As oil and gas prices stabilize, I expect Suncor to deliver substantial returns, making it a strong buy in my book with a realistic potential to double in the years ahead.
Pros and Cons
Pros:
- Strong Financial Position: Suncor is generating substantial free cash flow and aggressively returning capital to shareholders through dividends and buybacks.
- Operational Efficiency: The company is cutting costs, optimizing production, and utilizing advanced technologies (like autonomous trucks) to improve profitability.
- Deep-Value Opportunity: Suncor trades at a very attractive multiple, which paves the way for potentially elevated returns.

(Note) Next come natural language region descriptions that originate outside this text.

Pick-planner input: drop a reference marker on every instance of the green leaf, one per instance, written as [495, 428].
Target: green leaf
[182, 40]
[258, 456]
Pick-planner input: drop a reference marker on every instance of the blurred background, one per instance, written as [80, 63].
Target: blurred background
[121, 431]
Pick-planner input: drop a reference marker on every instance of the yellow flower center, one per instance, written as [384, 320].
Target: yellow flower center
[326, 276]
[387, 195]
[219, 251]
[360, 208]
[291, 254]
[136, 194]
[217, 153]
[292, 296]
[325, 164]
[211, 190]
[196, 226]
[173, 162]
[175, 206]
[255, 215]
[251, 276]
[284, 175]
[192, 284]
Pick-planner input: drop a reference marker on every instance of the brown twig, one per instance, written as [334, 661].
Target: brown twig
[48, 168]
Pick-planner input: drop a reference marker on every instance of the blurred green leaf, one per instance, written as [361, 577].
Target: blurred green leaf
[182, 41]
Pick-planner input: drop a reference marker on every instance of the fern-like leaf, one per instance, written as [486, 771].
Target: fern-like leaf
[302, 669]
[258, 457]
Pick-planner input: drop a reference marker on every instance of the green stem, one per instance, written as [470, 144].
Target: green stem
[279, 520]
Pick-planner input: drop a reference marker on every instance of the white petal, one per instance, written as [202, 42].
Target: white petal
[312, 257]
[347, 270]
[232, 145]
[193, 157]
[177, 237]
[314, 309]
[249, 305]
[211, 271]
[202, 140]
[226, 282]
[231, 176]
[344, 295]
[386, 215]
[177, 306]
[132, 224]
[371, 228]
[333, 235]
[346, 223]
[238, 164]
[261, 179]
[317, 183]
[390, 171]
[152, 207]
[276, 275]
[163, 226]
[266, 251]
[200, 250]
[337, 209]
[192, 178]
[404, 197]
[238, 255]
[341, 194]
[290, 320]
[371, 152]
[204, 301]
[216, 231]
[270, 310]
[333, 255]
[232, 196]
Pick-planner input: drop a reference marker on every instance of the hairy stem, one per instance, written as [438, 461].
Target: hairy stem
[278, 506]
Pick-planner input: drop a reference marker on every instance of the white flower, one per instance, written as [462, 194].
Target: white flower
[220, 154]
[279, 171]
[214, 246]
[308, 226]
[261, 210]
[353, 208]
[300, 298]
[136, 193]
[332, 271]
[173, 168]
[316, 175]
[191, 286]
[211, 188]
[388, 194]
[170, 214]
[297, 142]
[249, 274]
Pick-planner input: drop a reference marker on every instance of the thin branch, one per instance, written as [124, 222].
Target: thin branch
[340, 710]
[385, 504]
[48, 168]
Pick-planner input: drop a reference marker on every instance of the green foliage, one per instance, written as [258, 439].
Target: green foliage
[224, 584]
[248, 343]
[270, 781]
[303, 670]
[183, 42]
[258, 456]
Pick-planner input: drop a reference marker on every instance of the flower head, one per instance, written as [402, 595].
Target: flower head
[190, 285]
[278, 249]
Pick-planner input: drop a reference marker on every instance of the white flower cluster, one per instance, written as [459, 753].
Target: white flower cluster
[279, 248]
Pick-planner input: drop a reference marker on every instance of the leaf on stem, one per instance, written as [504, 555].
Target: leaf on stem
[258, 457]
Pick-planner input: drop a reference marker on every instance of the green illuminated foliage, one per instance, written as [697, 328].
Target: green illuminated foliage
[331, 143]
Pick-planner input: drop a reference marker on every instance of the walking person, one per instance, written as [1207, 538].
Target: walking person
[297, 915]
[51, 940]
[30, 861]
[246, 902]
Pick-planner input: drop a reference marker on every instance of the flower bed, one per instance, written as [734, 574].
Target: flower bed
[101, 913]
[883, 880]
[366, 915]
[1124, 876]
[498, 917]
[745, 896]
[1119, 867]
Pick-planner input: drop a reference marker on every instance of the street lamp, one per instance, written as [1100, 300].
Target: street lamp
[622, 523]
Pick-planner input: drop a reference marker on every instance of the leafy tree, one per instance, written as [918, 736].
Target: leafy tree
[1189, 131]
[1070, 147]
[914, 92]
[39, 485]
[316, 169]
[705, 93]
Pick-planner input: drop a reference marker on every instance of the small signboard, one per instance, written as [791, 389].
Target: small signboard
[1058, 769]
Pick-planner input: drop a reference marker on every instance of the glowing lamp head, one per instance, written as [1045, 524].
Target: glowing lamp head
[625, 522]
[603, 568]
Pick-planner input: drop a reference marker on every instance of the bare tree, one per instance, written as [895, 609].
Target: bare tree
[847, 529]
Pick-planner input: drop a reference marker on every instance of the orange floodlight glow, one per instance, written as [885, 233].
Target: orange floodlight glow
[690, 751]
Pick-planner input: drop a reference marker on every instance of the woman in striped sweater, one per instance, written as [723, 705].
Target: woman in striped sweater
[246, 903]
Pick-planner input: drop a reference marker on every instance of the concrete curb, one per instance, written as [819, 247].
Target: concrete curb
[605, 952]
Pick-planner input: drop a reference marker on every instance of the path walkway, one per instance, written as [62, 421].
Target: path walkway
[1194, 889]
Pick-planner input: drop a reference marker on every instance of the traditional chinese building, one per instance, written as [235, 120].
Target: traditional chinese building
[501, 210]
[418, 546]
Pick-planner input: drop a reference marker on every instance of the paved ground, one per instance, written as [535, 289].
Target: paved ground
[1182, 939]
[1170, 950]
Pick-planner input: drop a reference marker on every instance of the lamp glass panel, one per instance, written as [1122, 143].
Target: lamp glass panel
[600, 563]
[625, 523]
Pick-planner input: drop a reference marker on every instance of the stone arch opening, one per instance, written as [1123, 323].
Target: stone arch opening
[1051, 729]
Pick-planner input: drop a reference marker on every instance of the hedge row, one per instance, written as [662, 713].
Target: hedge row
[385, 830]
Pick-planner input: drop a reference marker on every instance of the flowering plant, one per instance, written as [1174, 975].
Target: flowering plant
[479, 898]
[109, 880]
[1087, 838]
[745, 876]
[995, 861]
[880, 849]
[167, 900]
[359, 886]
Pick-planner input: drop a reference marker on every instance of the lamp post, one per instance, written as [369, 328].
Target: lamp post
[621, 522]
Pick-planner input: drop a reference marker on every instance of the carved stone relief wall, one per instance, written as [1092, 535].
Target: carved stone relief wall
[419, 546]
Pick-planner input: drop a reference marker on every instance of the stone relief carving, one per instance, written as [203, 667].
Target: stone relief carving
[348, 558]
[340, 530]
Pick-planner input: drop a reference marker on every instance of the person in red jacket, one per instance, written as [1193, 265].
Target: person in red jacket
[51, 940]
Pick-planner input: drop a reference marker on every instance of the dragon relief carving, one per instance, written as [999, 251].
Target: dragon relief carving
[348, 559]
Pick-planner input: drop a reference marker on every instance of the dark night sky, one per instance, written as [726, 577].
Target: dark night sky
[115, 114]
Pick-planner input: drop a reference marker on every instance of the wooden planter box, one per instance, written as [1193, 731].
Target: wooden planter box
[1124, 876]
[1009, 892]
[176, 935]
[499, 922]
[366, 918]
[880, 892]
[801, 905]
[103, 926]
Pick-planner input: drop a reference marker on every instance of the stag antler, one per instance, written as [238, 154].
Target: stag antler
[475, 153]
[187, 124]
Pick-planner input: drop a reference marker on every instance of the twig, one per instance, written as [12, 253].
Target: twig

- Integrated Business Model: With upstream, downstream, and retail operations, Suncor is well-diversified and successfully improving margins across the board.
Cons:
- Oil Price Volatility: Suncor’s performance is closely tied to oil prices, which remain under pressure from global supply-demand imbalances and economic uncertainty.
- Environmental Concerns: Oil sands operations are rather “dirty,” which could come with regulatory and reputational risks – although I expect no major headwinds as Canadian oil production is too critical.
- Debt Levels: While Suncor is reducing its debt, unexpected free cash flow headwinds could cause the company to adjust its net debt target.
Analyst’s Disclosure: I/we have a beneficial long position in the shares of CNQ either through stock ownership, options, or other derivatives. I wrote this article myself, and it expresses my own opinions. I am not receiving compensation for it (other than from Seeking Alpha). I have no business relationship with any company whose stock is mentioned in this article.
Seeking Alpha’s Disclosure: Past performance is no guarantee of future results. No recommendation or advice is being given as to whether any investment is suitable for a particular investor. Any views or opinions expressed above may not reflect those of Seeking Alpha as a whole. Seeking Alpha is not a licensed securities dealer, broker or US investment adviser or investment bank. Our analysts are third party authors that include both professional investors and individual investors who may not be licensed or certified by any institute or regulatory body.